Hi,
Is the bandwidth from CPU to GPU usually greater than the bandwidth from GPU to CPU?
$$ BW (CPU->GPU) >> BW (CPU<-GPU)$$
I tested the bandwidth using nvbandwidth and bandwidthTest in the Cuda-sample, and found that there’s an asymmetry between the bandwidth of Host to Device and that of Device to Host.
I’m using PCIe Gen 5, and GPU H100.
Product Name : NVIDIA H100 PCIe
PCIe Generation
SRAM PCIE : 0
- bandwidthTest
When I copy data from the host to the device, it was 4.20 GB/s, and when I sent it from the device to the host, it was only 1.33 GB/s when I copy the about 64 MB sized data.
- nvbandwidth
nvbandwidth Version: v0.6
Built from Git version: v0.6
CUDA Runtime Version: 12040
CUDA Driver Version: 12040
Driver Version: 550.127.05
Device 0: NVIDIA H100 PCIe (00000000:01:00)

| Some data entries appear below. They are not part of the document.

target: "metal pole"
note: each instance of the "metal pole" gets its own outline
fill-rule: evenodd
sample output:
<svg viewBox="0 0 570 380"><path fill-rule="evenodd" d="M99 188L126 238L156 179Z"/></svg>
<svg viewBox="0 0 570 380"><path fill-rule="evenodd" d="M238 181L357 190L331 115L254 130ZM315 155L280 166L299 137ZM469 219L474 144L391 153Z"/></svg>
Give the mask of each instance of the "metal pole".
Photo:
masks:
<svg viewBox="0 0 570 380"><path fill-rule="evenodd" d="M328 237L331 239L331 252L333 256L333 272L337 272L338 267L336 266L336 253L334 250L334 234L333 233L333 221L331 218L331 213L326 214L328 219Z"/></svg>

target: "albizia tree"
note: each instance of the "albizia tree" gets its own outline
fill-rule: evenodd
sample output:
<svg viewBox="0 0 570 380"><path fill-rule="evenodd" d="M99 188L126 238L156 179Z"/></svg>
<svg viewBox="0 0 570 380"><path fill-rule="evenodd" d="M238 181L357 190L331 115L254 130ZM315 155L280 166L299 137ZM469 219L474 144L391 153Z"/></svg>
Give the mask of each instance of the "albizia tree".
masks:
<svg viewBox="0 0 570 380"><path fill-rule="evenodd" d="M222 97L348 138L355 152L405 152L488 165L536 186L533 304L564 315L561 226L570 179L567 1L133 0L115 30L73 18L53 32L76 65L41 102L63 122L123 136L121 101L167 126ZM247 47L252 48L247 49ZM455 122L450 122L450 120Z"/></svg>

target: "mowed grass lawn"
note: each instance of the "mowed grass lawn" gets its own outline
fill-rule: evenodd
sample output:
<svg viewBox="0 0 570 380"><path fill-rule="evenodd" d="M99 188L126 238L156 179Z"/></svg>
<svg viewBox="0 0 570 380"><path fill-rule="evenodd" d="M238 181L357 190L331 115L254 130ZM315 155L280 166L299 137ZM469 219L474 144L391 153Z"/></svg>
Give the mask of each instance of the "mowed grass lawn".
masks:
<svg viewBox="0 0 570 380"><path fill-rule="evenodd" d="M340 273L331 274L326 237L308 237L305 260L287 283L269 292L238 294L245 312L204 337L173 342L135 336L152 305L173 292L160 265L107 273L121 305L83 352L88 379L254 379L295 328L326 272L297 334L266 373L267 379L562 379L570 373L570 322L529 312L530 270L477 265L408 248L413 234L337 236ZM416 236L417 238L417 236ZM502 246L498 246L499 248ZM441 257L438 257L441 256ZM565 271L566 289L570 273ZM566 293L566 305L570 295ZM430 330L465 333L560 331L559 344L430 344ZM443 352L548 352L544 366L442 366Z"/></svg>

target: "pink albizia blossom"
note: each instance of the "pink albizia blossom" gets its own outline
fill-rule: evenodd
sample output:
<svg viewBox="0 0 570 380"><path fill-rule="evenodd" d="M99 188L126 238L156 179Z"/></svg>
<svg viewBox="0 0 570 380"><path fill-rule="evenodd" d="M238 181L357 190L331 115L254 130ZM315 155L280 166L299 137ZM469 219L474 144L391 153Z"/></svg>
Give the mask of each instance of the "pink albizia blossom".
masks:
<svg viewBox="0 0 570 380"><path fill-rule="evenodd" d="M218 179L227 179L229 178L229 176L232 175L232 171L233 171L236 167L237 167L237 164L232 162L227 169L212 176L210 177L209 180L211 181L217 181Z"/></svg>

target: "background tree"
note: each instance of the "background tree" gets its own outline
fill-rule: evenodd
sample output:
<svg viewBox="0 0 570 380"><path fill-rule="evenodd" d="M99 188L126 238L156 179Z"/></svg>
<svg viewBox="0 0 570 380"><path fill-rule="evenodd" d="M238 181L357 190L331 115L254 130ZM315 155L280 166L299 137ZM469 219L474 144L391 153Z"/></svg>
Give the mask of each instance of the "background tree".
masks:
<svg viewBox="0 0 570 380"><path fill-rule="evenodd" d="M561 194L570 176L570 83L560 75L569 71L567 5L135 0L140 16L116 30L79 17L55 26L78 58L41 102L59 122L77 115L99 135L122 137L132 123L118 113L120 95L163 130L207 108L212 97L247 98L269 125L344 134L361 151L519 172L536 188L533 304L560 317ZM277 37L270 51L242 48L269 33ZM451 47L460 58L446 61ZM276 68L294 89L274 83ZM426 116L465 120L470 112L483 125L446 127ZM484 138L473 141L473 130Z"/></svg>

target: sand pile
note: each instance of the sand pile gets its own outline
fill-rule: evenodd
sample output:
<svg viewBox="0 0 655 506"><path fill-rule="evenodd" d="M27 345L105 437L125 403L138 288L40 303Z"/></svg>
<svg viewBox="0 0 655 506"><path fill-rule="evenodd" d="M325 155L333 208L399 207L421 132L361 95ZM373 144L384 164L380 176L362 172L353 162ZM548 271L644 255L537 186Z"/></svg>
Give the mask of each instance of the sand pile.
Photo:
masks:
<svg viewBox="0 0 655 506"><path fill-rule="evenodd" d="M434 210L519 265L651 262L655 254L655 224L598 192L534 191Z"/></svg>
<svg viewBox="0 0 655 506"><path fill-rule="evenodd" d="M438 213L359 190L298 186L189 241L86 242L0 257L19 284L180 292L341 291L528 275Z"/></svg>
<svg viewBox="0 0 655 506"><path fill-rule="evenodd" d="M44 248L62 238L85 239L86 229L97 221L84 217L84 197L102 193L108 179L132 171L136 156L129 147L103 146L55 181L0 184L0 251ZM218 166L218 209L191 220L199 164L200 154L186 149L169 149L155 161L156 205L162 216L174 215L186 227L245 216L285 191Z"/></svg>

Running host_to_device_memcpy_ce.
memcpy CE CPU(row) -> GPU(column) bandwidth (GB/s)
0
0 4.18
SUM host_to_device_memcpy_ce 4.18
Running device_to_host_memcpy_ce.
memcpy CE CPU(row) <- GPU(column) bandwidth (GB/s)
0
0 1.23
As you can see, the bandwidth in device to host memory copy is only 1.23 GB/s while host to device reaches 4.18.
With the two evaluations, I can tell the data copy operation from GPU to CPU has about 4 times less bandwidth than the data copy operation from CPU to GPU. Is this conclusion right? I’m not sure why there’s a difference in bandwidth.